# Website Recommendations?



## Kelly_Jo (Jul 31, 2020)

I am still very early into my research of websites to use for my photography. What I would like is one that I could have some of my sample images, information about my services / fees / example contract, and space to provide a gallery of proofs to a client for them to select from. Preferably flexible enough that I could have a range of pricing, (ie.  1-50 images for $ amt, 51-100 for $amt., etc.) and the ability for a client to make payment. I've heard good (and bad recommendations that were obviously from someone that earned money for each referral) so I was curious what people have and what they like the best about their choice.


----------



## Bill Ballard (Jul 31, 2020)

I built mine with a Squarespace template - easy to use, very intuitive, drag and drop builder; moderately customizeable with plenty of options for E-commerce, etc., and 'client access only' pages are easy to set up with password protection.
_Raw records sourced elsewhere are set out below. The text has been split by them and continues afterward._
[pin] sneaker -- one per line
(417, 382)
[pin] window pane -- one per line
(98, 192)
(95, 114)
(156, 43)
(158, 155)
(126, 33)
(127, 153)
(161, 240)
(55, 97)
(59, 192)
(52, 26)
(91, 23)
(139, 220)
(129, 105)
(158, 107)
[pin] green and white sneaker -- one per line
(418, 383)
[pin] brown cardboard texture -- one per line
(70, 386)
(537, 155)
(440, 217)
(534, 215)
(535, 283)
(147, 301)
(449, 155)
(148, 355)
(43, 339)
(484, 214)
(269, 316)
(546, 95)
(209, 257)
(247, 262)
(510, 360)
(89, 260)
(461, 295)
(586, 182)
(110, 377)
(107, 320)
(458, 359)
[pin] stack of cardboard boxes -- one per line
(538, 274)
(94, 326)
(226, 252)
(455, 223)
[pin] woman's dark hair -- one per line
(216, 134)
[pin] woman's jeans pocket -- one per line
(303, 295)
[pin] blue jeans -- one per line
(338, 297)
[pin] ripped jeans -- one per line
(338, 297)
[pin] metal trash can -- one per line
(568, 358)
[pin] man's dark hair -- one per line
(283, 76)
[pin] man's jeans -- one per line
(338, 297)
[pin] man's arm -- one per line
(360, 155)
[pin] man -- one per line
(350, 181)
Hosting, etc., affordable.

Feel free to take a look; I have two sites with them; this one is my nude/erotic work, so NSFW. www.erosartistphotography.com

The other is our sailing/blog site, totally SFW and woefully out of date! www.svjobeth.com


----------



## Woodbutcher (Jul 31, 2020)

I use Smugmug, but only as a power user level.  So I can't set prices on my photos for sale.  I do like it, particularly I can use a Publish service to push from Lightroom to my Smugmug galleries.  The higher level (more expensive) users can set prices.


----------